All the pirate cloners, hackers, downloaders and freeloaders are making a mockery of the lawyers and legal counsellors. They swarm on each node and propagate every crime imaginable. "The Unknown Minor"—remember her or him?—is still at large and dropped a bombshell in the copyright wars of 2017 by cracking and releasing the code to The Subliminal Anarchist’s Cookbook. Recall that the SAC, which accounted for the collapse and demolition of the global psyche, was rescinded and outlawed in 2016 when the Depression Matrix Squad busted a ring of juveniles sabotaging master security feeds in Amsterdam, Johannesburg and Toronto. This was what they call terminator knowledge. It was about that time when they installed the machine in classroom seven. It is now 2020 and the conceptual safety nets we once cherished have all but failed. Rosy as they sounded, they rang hollow…
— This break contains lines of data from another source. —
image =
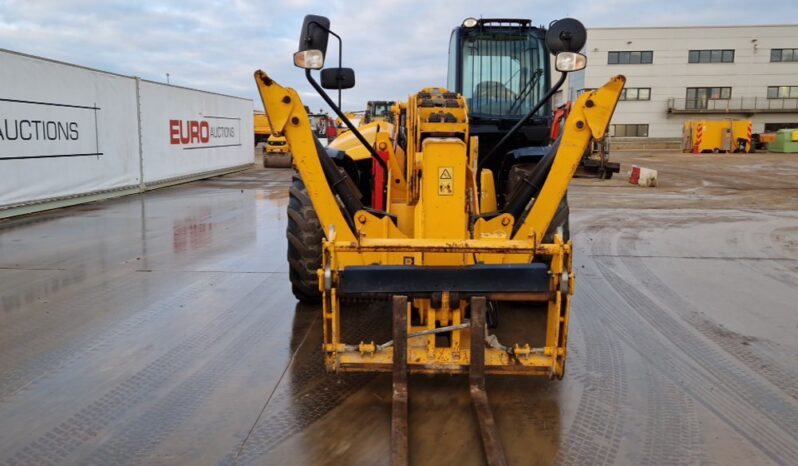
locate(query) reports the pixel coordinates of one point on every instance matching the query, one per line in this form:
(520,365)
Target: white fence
(69,134)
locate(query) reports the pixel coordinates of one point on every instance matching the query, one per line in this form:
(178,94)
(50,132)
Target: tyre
(305,236)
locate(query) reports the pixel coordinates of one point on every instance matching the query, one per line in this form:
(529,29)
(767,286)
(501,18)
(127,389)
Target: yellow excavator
(411,216)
As Lyotard feared, albeit with more general reference to the status of knowledge, lifelong learning, the darling of educators for three decades grew corrupt and increasingly commodified. She lasted but a generation (James & Petrina, under review). All those redeemers—the arts, humanities, religions, sciences and technologies—tasted power, caved in and sold out. The merchants of knowledge were little more than pawns of promise, prophet and progress.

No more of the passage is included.